Yesterday marked the opening day of a class action lawsuit brought by Iraq and Afghanistan veterans against the Department of Veterans Affairs (VA), arguing “that failure to provide care is manifesting itself in an epidemic of suicides” among veterans. The VA denies the charges, pointing to increased resources devoted to mental health.
Today, CBS News reports that the VA apparently concealed veteran suicide statistics, and fed the news organization faulty data for a story on the issue. The VA told CBS that there were 790 attempted suicides in all of 2007. Yet shortly after, the VA’s head of Mental Health, Dr. Ira Katz, wrote in an e-mail to the VA’s top media adviser that there were “about 1,000 suicide attempts per month among veterans we see in our medical facilities.”

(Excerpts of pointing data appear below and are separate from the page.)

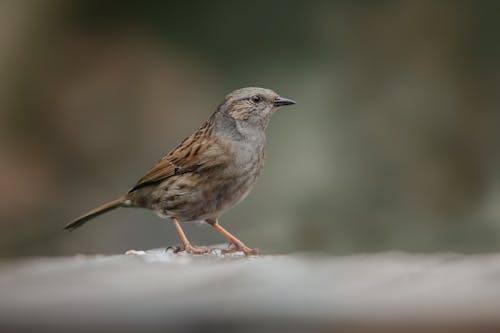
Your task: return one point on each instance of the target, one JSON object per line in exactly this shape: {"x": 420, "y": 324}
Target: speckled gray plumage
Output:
{"x": 211, "y": 170}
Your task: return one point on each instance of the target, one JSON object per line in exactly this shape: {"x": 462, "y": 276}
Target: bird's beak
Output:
{"x": 280, "y": 101}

The e-mail exchange shows that the VA hoped to keep the statistics out of CBS’s hands:
From: Katz, Ira R.
Sent: Wednesday, February 13, 2008 11:27 AM
To: Chasen, Ev
Subject: FW: Not for the CBS News Interview Request
Our suicide prevention coordinators are identifying about 1000 suicide attempts per month among the veterans we see at our medical facilities. Is this something we should (carefully) address ourselves in some sort of release before someone stumbles on it?
From: Chasen, Ev
Sent: Wednesday, February 13, 2008 11:40 AM
To: Katz, Ira R.
I think this is something we should discuss among ourselves, before issuing a release. Is the fact that we’re stooping them good news, or is the sheer number bad news? […]
Suicide among veterans — even those who seek help from the VA — continues to be a huge problem. Just last week, the VA Medical Center in Dallas, TX, officially closed its psychiatric ward after a fourth veteran this year took his own life. Often veterans cannot get help right away: According to the Iraq and Afghanistan Veterans of America, “The average wait-time for a disability claim” — including mental health problems — “is 183 days, or about six months.”
Katz had attacked CBS last November, after a report exposed 6,200 veteran suicides in 2005. Katz claimed that the number “is not, in fact, an accurate reflection of the rate.” Yet just three days later, he sent an e-mail acknowledging that there are “about 18 suicides per day among America’s 25 million veterans,” a fact that “is supported by the CBS numbers.”